No entanto, estão a ser alvo de sanções em Portugal. “Todas as pessoas de nacionalidade russa estão a ser castigadas injustamente. Dos meus clientes, não conheço um único que seja a favor da guerra. Nós temos estas conversas permanentemente. São essas pessoas que fugiram do regime de Putin para se enraizar na Europa e estão a ser alvo de uma injustiça, de uma violação dos Direitos Humanos na Europa, à qual eu, como cidadã portuguesa, não posso ficar indiferente”, lamenta.
Também a avogada Maria Cabral de Azevedo, que tem trabalhado em processos de aquisição de residência por cidadãos de países terceiros a troco de investimento avultado, admite que é uma incógnita o que vai acontecer aos cidadãos russos que já obtiveram autorização de residência para viver em Portugal. São vidas em suspenso.
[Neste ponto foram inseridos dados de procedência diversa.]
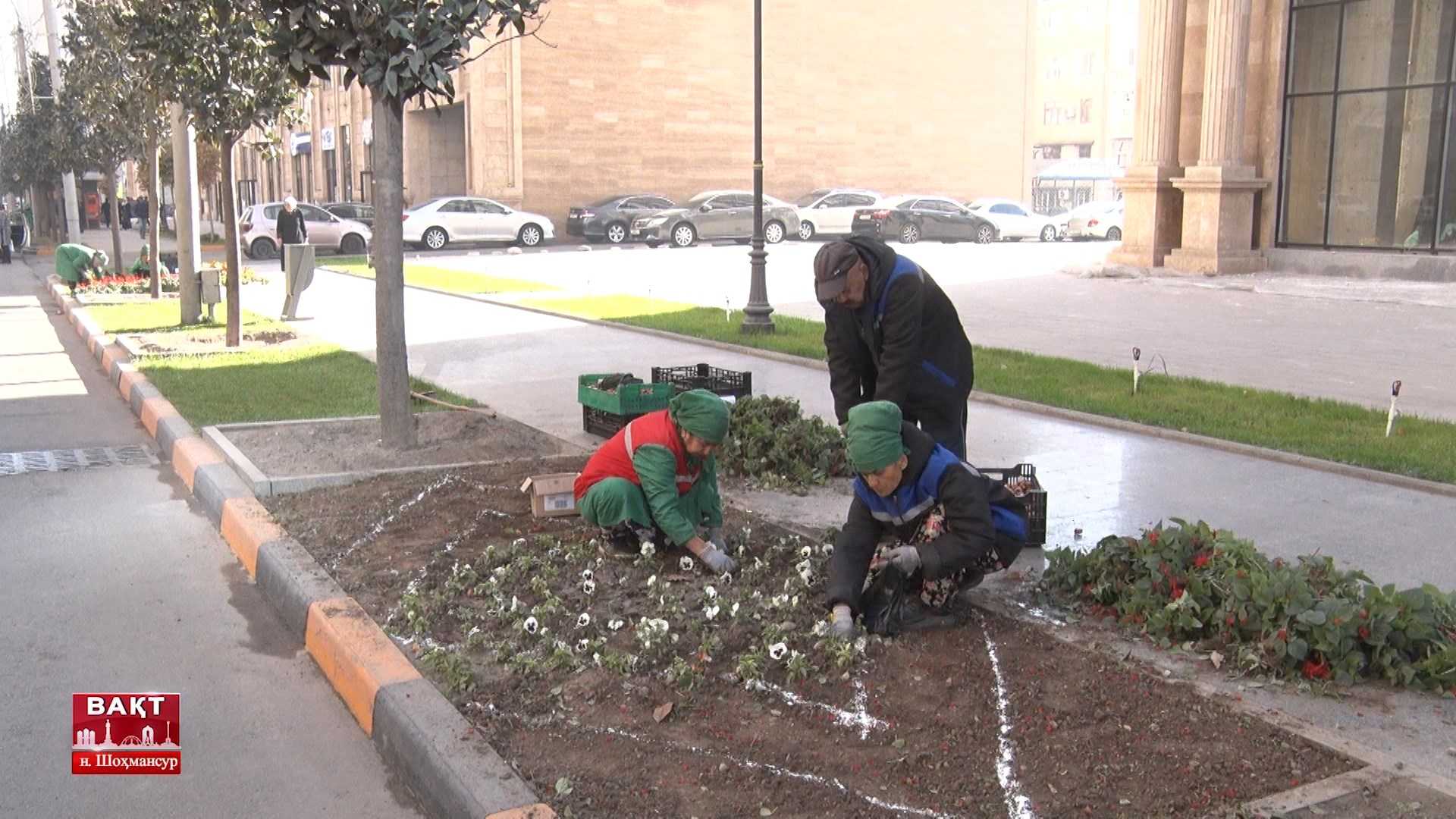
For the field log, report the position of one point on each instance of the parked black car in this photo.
(610, 219)
(359, 212)
(910, 219)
“O que vai acontecer aos cidadãos russos que atualmente vivem em Portugal é uma incógnita para todos. Toda a gente discute efetivamente o que lhes vai acontecer. As autorizações de residência vão de facto ser revogadas? Não sabemos. A verdade é que não há ninguém que saiba neste momento. O próprio SEF não sabe o que vai fazer a estas pessoas. A única coisa que sabem é que os processos que entrem de cidadãos russos ficam suspensos e não serão analisados”, afirma à Renascença.
A antiga Secretária de Estado dos Assuntos Europeus e agora eurodeputada eleita pelo PS, Margarida Marques, diz que “é um erro misturar sanções e ‘vistos Gold’”. Portugal apenas pode aplicar sanções a quem conste da lista da União Europeia, sublinha.
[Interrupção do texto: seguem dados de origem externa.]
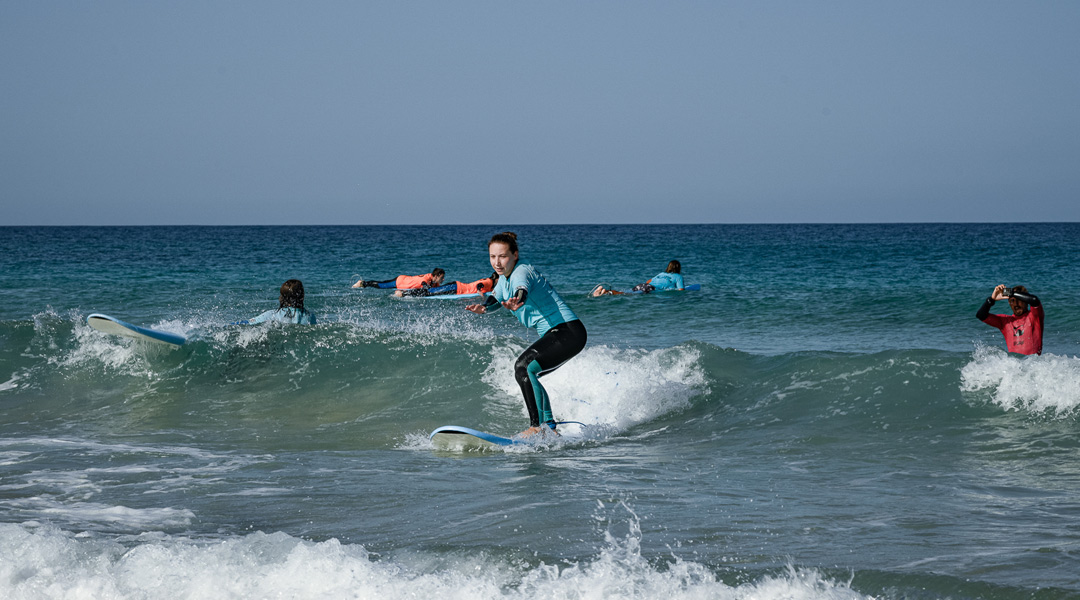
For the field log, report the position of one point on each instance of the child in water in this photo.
(289, 309)
(671, 278)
“Uma questão tem de ser separada da outra. Uma são os ‘vistos Gold’ como questão política, que tem de ser resolvida no contexto europeu de forma a ficar com regras muito claras – e aí, evidentemente, estão todos os cidadãos de países terceiros, independentemente da sua nacionalidade – outra questão são as sanções aos oligarcas russos ou aqueles que têm uma ligação com Putin e estão na lista dos sucessivos pacotes que a União Europeia tem aprovado. Portugal não tem um regime de sanções nacionais. Tem pois apenas aplicado as sanções aos cidadãos que constam da lista de cidadãos russos”, defende.